She’s writing what she thinks fellow agers might be interested in considering — and aren’t getting from the culture.    

“Maturational changes in children are highly valued by the child, adults and society,” says Carnevali.   “Those of the aged are not, so there’s an incentive to ignore the age-related changes of the latter years as long as possible.”  

In Engaging With Aging, Carnevali is making a case for her readers: That age-related changes are inevitable. That admitting changes and identifying strengths are part of purposeful living. That aging — and determining how best to use your time and intention — can be rich and meaningful.  

Basia Belza, Ph.D., R.N., FAAN, director of the de Tornyay Center for Healthy Aging and the Aljoya Endowed Professor in Aging, thinks that Carnevali’s blog might hold a key to re-thinking the challenges of getting older 

“One of the most important concepts that Doris is presenting is that aging is not synonymous with pathology,” Belza says. “She’s making us wonder if the field needs a new developmental theory of aging.” 

Belza and her colleagues, including Shaoqing Ge, Ph.D., MPH, are beginning to explore this idea with the help of a fellowship created by Jeffrey and Alicia Carnevali, Carnevali’s son and daughter-in-law.  

Ge, the inaugural Doris Carnevali Engaging With Aging Post-doctoral Fellow, says her research team intends to recruit and study a cohort of 20 older adults of varying demographics and socioeconomic statusWith the help of a grant from the de Tornyay Center, they’ll assess how participants address the challenges of aging. They’ll also determine if Carnevali’s ideas on engagement might prove helpful 

“The process of aging is a trajectory, not a single moment in time,” says Ge. “Engaging With Aging focuses on that trajectory, on the actual daily challenges of living that adults encounter as they ageWe’d like to use Doris’s theory and ideas as a platform to help older adults create personal strategies that fit their individual needs.”   

Based on the appreciative comments posted on her blog, Carnevali has already made inroads in helping fellow agers.    

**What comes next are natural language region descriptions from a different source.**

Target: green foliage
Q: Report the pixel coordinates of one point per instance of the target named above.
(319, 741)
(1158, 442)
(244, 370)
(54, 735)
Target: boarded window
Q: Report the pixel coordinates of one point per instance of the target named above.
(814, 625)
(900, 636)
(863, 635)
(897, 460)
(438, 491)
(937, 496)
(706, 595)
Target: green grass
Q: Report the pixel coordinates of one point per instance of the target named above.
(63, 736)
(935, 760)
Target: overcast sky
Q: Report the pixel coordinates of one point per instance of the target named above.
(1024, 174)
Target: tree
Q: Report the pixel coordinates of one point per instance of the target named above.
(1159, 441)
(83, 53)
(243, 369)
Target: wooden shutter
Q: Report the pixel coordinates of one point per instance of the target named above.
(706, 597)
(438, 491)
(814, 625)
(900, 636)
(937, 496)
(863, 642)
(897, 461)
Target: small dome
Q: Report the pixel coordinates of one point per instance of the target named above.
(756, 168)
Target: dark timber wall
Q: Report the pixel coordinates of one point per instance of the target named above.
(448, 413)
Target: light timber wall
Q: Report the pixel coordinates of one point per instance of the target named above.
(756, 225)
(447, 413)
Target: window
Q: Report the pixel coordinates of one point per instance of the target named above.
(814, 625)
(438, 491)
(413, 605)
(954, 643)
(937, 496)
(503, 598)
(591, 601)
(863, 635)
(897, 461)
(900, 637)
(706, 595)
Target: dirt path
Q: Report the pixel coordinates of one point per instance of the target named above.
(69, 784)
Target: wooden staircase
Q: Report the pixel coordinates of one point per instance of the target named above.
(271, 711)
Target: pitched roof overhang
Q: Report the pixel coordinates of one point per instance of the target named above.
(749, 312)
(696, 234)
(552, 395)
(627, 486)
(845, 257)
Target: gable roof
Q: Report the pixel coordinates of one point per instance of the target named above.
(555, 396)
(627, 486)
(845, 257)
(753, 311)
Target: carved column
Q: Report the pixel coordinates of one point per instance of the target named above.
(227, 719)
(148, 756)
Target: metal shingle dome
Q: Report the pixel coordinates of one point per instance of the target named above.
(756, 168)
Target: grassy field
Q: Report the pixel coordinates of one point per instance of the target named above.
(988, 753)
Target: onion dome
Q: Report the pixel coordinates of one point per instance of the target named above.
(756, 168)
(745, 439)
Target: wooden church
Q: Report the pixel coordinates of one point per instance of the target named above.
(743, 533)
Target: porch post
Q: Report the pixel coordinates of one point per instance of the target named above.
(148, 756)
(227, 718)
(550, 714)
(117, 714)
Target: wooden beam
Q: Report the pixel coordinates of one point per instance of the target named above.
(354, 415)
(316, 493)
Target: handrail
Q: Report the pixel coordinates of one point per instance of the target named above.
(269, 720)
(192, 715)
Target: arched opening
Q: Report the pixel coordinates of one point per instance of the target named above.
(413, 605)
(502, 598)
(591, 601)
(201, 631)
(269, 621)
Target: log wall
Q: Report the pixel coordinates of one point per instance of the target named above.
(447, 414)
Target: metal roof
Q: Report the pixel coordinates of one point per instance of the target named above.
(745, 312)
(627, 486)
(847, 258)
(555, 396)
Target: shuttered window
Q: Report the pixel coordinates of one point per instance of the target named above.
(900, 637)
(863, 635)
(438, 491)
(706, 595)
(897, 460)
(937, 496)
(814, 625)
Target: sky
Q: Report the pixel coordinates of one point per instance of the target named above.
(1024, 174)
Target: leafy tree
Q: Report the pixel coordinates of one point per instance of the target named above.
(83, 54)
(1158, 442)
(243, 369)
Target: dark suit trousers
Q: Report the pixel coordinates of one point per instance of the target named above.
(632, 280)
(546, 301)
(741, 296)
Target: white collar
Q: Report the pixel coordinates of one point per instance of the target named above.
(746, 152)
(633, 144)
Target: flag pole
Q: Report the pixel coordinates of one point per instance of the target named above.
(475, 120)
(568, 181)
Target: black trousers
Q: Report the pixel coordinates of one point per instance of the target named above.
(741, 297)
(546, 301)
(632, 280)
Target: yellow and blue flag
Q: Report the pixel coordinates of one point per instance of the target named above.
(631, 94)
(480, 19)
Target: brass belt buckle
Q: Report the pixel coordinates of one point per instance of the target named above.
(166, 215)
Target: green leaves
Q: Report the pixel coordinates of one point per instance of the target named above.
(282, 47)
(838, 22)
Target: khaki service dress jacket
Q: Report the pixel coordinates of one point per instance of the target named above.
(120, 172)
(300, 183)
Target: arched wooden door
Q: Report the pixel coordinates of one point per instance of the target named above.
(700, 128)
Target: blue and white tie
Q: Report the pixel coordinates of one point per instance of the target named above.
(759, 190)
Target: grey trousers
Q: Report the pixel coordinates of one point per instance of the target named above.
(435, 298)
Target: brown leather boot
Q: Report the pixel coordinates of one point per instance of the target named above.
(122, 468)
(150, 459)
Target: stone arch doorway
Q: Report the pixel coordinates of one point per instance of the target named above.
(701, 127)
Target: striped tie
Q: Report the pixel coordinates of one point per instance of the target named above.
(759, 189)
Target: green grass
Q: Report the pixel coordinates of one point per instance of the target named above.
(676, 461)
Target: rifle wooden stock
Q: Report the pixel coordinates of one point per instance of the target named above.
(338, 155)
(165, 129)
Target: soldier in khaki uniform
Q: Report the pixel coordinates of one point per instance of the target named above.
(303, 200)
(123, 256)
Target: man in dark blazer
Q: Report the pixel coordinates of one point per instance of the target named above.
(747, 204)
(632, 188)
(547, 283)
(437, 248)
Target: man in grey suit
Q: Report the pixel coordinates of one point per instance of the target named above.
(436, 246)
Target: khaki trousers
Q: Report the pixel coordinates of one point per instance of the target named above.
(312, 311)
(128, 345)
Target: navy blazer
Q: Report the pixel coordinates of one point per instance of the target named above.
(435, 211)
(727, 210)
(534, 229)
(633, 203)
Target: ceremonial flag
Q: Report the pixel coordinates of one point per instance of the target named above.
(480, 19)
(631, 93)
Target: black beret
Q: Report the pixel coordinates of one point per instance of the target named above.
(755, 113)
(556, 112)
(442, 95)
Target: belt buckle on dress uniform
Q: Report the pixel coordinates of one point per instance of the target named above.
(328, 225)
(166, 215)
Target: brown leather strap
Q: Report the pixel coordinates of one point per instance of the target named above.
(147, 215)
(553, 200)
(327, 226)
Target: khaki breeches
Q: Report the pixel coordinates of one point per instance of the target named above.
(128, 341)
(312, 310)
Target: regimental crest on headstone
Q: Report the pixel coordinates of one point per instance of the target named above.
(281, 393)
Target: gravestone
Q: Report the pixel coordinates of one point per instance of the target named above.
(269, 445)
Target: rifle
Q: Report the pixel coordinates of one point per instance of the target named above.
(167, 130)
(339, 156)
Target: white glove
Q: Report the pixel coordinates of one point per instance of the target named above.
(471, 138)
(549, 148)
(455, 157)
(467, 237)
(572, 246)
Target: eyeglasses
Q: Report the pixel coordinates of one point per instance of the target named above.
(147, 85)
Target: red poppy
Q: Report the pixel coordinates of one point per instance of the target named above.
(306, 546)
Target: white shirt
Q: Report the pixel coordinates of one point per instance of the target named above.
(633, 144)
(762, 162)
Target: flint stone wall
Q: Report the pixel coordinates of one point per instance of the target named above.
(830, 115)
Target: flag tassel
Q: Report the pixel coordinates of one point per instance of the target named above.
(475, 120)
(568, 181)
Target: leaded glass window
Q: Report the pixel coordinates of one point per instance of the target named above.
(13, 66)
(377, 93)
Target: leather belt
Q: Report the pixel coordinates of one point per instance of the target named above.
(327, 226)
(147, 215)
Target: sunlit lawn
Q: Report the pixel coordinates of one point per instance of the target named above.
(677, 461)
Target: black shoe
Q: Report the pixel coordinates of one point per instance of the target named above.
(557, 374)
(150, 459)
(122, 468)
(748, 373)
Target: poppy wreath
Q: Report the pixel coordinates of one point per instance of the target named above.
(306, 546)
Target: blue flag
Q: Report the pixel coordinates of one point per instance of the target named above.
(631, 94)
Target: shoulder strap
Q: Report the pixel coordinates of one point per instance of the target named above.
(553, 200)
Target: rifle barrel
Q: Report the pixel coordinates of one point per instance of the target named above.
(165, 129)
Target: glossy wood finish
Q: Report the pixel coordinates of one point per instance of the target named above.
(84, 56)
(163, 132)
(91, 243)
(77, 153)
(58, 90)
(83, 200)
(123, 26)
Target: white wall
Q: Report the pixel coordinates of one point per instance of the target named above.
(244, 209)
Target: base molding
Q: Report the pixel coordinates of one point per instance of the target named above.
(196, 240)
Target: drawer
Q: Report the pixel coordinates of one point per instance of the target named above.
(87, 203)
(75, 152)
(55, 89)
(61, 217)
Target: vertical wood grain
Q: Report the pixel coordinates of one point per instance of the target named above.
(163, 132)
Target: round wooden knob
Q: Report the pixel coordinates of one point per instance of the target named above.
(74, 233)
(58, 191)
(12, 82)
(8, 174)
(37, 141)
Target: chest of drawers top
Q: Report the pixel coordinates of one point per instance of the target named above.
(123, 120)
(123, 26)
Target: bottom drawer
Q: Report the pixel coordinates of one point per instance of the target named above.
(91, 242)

You are helping to turn my ‘I’m getting old’ thinking into ‘I’m growing every day I’m alive’ thinking,” writes one reader. “The can-do attitude shines through,” writes another. “I’m trying to bottle it to help me follow this wise guide deeper into elderhood.”  

Carnevali says the blog helps her, too.  

“It keeps me engaged, looking forward as well as looking back, and it’s led to contacts with others —virtually, for the most part  that are enlivening and offer me new ideas and friendships I would not otherwise have had,” she says.  

“There’s still gold in this river of aging,” says Carnevali. “And I’m finding it.”